Wild plums and pussytoes


Wild plum blossoms are frosting roadsides and woodland edges here in the south of Iowa as April advances --- and I spent some time yesterday admiring this thicket --- located along the quarter-mile lane that leads back to Strong Cemetery.


I'll have more to write about some of the people buried at Strong another day --- it's an interesting place. But the lane back to it is interesting, too --- one of those places where you should exit your vehicle and actually walk for a while.


Back when I was a kid and my granddad brought me here to talk about people he had known --- Molesworths, Byers, Moons, Askrens and others --- and poke around among fallen tombstones, the cemetery was a different sort of place. The grass was shaggy, and so were the fence rows.

That's all changed now --- the graveyard is neatly fenced, the maintained area has been enlarged and squared off and fallen tombstones uprighted. But the lane looks pretty much like it always has --- and I like that.

+++

Headed back to town across country, down across English Creek and beyond, I turned into the lane to Brownlee Cemetery --- once a through road, now a "dead end" --- to revisit Isaac Renfro, another of my War of 1812 veterans. This was a shaggy place when I was a kid, too --- shaded by big pine trees that long since reached the end of their life spans and were taken away.
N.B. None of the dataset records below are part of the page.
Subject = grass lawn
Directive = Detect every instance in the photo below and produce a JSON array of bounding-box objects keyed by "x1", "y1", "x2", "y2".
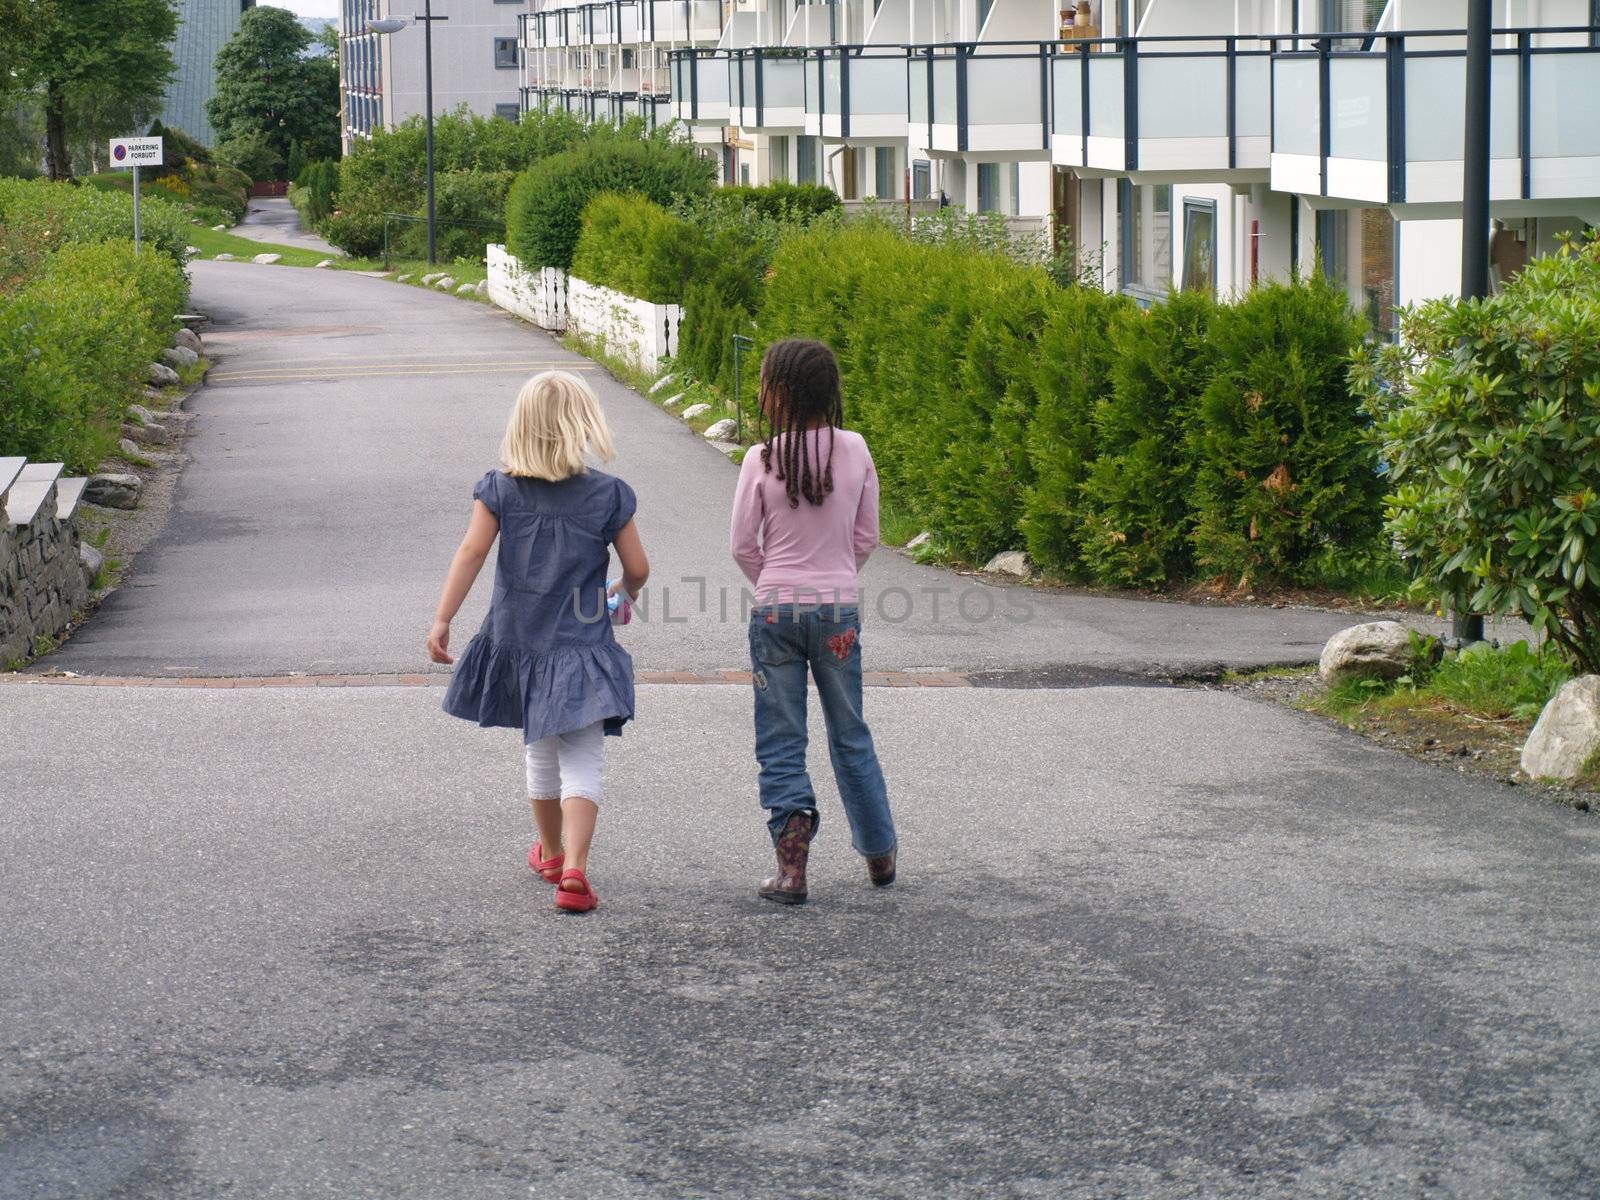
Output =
[{"x1": 181, "y1": 226, "x2": 490, "y2": 295}]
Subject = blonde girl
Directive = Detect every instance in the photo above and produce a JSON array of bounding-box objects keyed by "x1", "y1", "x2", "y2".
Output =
[{"x1": 429, "y1": 370, "x2": 648, "y2": 913}]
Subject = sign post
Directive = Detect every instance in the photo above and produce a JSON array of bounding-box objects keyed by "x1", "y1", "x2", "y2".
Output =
[{"x1": 109, "y1": 136, "x2": 164, "y2": 253}]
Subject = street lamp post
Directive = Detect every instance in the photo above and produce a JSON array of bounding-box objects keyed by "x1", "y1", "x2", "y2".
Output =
[
  {"x1": 1455, "y1": 0, "x2": 1492, "y2": 645},
  {"x1": 367, "y1": 3, "x2": 449, "y2": 265}
]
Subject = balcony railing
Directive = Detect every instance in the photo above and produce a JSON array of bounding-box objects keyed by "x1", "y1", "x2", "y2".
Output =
[
  {"x1": 1051, "y1": 35, "x2": 1271, "y2": 177},
  {"x1": 908, "y1": 43, "x2": 1051, "y2": 156},
  {"x1": 805, "y1": 44, "x2": 909, "y2": 140},
  {"x1": 731, "y1": 49, "x2": 807, "y2": 130},
  {"x1": 1270, "y1": 26, "x2": 1600, "y2": 209},
  {"x1": 670, "y1": 48, "x2": 729, "y2": 122}
]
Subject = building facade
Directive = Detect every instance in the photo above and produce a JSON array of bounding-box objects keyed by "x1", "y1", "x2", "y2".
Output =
[
  {"x1": 341, "y1": 0, "x2": 527, "y2": 151},
  {"x1": 160, "y1": 0, "x2": 256, "y2": 147},
  {"x1": 517, "y1": 0, "x2": 1600, "y2": 319}
]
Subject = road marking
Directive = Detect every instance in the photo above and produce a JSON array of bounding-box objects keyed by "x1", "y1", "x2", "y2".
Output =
[
  {"x1": 1, "y1": 670, "x2": 975, "y2": 689},
  {"x1": 210, "y1": 363, "x2": 596, "y2": 383}
]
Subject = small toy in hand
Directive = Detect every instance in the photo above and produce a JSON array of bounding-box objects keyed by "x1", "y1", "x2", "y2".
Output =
[{"x1": 607, "y1": 579, "x2": 631, "y2": 626}]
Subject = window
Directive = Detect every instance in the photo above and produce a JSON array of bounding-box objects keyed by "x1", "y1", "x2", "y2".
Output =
[
  {"x1": 495, "y1": 102, "x2": 520, "y2": 120},
  {"x1": 977, "y1": 162, "x2": 1000, "y2": 212},
  {"x1": 770, "y1": 136, "x2": 790, "y2": 183},
  {"x1": 622, "y1": 48, "x2": 635, "y2": 69},
  {"x1": 796, "y1": 135, "x2": 817, "y2": 185},
  {"x1": 912, "y1": 159, "x2": 931, "y2": 201},
  {"x1": 1119, "y1": 180, "x2": 1172, "y2": 296},
  {"x1": 1181, "y1": 198, "x2": 1217, "y2": 296},
  {"x1": 1007, "y1": 161, "x2": 1020, "y2": 217},
  {"x1": 741, "y1": 161, "x2": 751, "y2": 186},
  {"x1": 494, "y1": 37, "x2": 519, "y2": 69},
  {"x1": 874, "y1": 147, "x2": 895, "y2": 198}
]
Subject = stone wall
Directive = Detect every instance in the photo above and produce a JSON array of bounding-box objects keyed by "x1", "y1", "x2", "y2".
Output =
[{"x1": 1, "y1": 478, "x2": 90, "y2": 667}]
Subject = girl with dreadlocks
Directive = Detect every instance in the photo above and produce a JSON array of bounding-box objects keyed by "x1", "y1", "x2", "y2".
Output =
[{"x1": 730, "y1": 338, "x2": 898, "y2": 905}]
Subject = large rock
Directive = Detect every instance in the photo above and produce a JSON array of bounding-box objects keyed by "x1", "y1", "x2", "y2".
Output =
[
  {"x1": 125, "y1": 419, "x2": 170, "y2": 446},
  {"x1": 160, "y1": 345, "x2": 200, "y2": 371},
  {"x1": 662, "y1": 393, "x2": 686, "y2": 408},
  {"x1": 213, "y1": 252, "x2": 236, "y2": 261},
  {"x1": 1318, "y1": 621, "x2": 1424, "y2": 683},
  {"x1": 146, "y1": 361, "x2": 180, "y2": 387},
  {"x1": 173, "y1": 328, "x2": 202, "y2": 354},
  {"x1": 211, "y1": 223, "x2": 228, "y2": 231},
  {"x1": 185, "y1": 245, "x2": 201, "y2": 256},
  {"x1": 117, "y1": 437, "x2": 140, "y2": 458},
  {"x1": 80, "y1": 541, "x2": 104, "y2": 581},
  {"x1": 127, "y1": 403, "x2": 158, "y2": 427},
  {"x1": 457, "y1": 282, "x2": 477, "y2": 296},
  {"x1": 703, "y1": 418, "x2": 737, "y2": 441},
  {"x1": 315, "y1": 259, "x2": 335, "y2": 269},
  {"x1": 252, "y1": 252, "x2": 282, "y2": 265},
  {"x1": 1521, "y1": 675, "x2": 1600, "y2": 781},
  {"x1": 85, "y1": 473, "x2": 142, "y2": 509},
  {"x1": 475, "y1": 279, "x2": 488, "y2": 298},
  {"x1": 421, "y1": 272, "x2": 446, "y2": 286},
  {"x1": 905, "y1": 532, "x2": 933, "y2": 551},
  {"x1": 983, "y1": 550, "x2": 1034, "y2": 579},
  {"x1": 396, "y1": 274, "x2": 413, "y2": 284},
  {"x1": 648, "y1": 374, "x2": 676, "y2": 395},
  {"x1": 435, "y1": 276, "x2": 457, "y2": 291},
  {"x1": 680, "y1": 403, "x2": 711, "y2": 420}
]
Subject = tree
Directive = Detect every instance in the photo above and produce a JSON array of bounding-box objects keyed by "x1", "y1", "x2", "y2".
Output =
[
  {"x1": 206, "y1": 6, "x2": 340, "y2": 177},
  {"x1": 18, "y1": 0, "x2": 178, "y2": 180},
  {"x1": 0, "y1": 0, "x2": 54, "y2": 104}
]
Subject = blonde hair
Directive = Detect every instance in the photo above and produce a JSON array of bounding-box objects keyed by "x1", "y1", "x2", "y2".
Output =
[{"x1": 500, "y1": 370, "x2": 615, "y2": 481}]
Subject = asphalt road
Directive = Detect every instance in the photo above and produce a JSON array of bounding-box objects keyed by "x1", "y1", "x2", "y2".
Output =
[
  {"x1": 7, "y1": 257, "x2": 1594, "y2": 1198},
  {"x1": 226, "y1": 197, "x2": 341, "y2": 256},
  {"x1": 2, "y1": 682, "x2": 1597, "y2": 1198},
  {"x1": 46, "y1": 260, "x2": 1397, "y2": 680}
]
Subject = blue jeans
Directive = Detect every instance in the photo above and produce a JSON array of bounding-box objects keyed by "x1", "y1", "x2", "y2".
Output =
[{"x1": 748, "y1": 605, "x2": 897, "y2": 857}]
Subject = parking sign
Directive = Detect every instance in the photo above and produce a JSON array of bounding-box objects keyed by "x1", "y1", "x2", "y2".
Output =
[{"x1": 109, "y1": 136, "x2": 163, "y2": 168}]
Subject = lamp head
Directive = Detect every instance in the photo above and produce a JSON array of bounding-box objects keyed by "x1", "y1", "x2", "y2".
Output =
[{"x1": 366, "y1": 17, "x2": 409, "y2": 33}]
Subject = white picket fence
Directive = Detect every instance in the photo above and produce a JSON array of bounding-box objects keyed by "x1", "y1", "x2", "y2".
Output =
[{"x1": 486, "y1": 244, "x2": 682, "y2": 373}]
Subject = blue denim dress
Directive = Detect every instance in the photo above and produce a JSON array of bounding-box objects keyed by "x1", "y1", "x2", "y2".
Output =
[{"x1": 442, "y1": 468, "x2": 636, "y2": 742}]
For some reason, we don't plant trees nowadays and I miss them here. On the other hand, there would have been no trees here 150 and more years ago when the first burials were made.


The grass is aggressively clipped nowadays, but I was happy to see a remnant of the natural landscape reasserting itself --- colonies of field pussytoes (Antennaria neglecta) popping up in circular patterns here and there in the short grass.


These prairie natives would grow taller were it not for periodic encounters with sharpened steel blades --- but they're doing the best they can.